Assassination Berta Caceres: Court finds construction executive guilty | Crime News

The Honduran court found David Castillo guilty of being a collaborator in the 2016 assassination of indigenous activist Berta Caceres.

A Honduran construction company executive has been found guilty of being a collaborator in the 2016 assassination of indigenous environmental activist Berta Caceres, a court said Monday, in what Caceres supporters have accepted as it is a “victory.”

David Castillo is the former head of Desarrollos Energeticos (DESA), which managed the $ 50 million Agua Zarca hydroelectric dam project.

Caceres, a longtime environmental activist and indigenous leader, was fatally killed in 2016 at his home in the city of La Esperanza after leading opposition to the project, which allegedly built a dam on the Gualcarque River on the ancestral lands of his Lenca people.

Lenca activists had said the project would cause major disruptions in their water and food supply and that builders had not consulted with indigenous groups in the area.
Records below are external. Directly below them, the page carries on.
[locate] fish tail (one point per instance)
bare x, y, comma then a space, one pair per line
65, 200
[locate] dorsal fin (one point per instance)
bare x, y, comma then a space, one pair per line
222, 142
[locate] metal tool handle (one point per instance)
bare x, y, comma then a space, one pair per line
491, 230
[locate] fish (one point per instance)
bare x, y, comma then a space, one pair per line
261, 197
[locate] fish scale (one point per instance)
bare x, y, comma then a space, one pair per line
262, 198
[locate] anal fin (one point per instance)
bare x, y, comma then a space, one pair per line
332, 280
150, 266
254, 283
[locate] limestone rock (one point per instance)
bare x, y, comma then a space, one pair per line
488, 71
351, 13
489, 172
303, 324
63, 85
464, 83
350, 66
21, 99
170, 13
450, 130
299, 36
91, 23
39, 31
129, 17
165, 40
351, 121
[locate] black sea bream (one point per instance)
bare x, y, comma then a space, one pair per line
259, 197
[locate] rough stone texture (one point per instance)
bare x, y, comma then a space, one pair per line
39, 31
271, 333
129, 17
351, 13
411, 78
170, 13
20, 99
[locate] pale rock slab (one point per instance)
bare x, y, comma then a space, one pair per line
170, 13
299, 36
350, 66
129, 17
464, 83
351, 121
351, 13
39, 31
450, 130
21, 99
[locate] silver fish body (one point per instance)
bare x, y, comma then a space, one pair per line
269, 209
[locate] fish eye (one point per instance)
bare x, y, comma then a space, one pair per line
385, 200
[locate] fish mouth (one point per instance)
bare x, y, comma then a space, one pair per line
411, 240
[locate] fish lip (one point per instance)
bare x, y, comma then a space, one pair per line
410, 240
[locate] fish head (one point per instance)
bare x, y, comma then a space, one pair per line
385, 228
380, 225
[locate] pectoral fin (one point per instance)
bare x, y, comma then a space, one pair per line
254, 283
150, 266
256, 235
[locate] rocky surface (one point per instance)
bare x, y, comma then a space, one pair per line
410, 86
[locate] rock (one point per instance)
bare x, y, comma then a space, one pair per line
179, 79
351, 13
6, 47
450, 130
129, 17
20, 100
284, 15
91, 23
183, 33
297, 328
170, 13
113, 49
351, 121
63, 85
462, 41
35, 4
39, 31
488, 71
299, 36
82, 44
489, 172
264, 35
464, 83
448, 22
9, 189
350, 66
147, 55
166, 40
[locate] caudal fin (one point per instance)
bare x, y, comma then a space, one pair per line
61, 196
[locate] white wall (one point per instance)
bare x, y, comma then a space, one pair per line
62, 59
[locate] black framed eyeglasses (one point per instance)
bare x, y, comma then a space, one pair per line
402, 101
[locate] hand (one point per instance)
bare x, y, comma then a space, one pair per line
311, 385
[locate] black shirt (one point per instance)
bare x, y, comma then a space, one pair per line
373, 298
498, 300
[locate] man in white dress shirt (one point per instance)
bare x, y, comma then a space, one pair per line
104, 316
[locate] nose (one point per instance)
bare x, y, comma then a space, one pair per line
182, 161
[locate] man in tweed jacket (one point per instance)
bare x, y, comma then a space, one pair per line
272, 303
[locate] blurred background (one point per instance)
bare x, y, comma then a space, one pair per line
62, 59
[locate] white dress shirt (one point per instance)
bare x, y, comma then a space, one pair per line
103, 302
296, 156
Another seven men they have already been convicted and convicted for having played a role in his killing, which attracted international condemnation and called broadly to justice.

Castillo was originally accused of being the chieftain behind the murder, but was found guilty of being a conspirator on Monday. His conviction is scheduled for August 3.

Rights groups say Berta Carceres has endured years of threats and harassment from DESA for her activism [File: Elmer Martinez/AP Photo]

Caceres had been taking environmental causes since the early 1990s, starting with illegal logging, and won the prestigious Goldman Environmental Award for its efforts to organize resistance to the dam.

Rights groups say Carceres had endured years of threats and harassment by DESA dating back to at least 2013.

The Expert Observation Mission, a coalition of human rights and international law organizations following the trial, said the evidence presented showed Castillo had coordinated “a long campaign of surveillance, harassment and threats” against Caceres. .

Since the trial began three months ago, thousands of supporters they met outside the court demanding Castillo’s conviction.

On Monday, a video on social media showed Caceres supporters applauding and beating each other after the verdict was announced.

The indigenous rights group founded by Caceres, the Council of Popular and Indigenous Organizations of Honduras (COPINH), called the decision a “victory” for the people of Honduras.

“It means that criminal power structures have not corrupted the justice system,” COPINH said. Twitter.

Amnesty International, a UK rights group, has also upheld the guilty verdict, but says justice for Caceres “will never really be complete until all those involved in the crime, including those involved in the crime” they have planned, they should be brought to justice ”.

“Until all those responsible are held accountable, other human rights defenders in Honduras will continue to lose their lives, to raise their voices and defend the most vulnerable. The Honduran authorities must end impunity,” he said. said Erika Guevara-Rosas, American director of the group in a statement.

Last year, 20 human rights defenders were killed in Honduras, a report by Frontline Defenders found – making the South American country the third deadliest in the world for activists.

Fourteen land and environment defenders were killed in 2019, in addition to four people the previous year, according to the defense group Global Witness.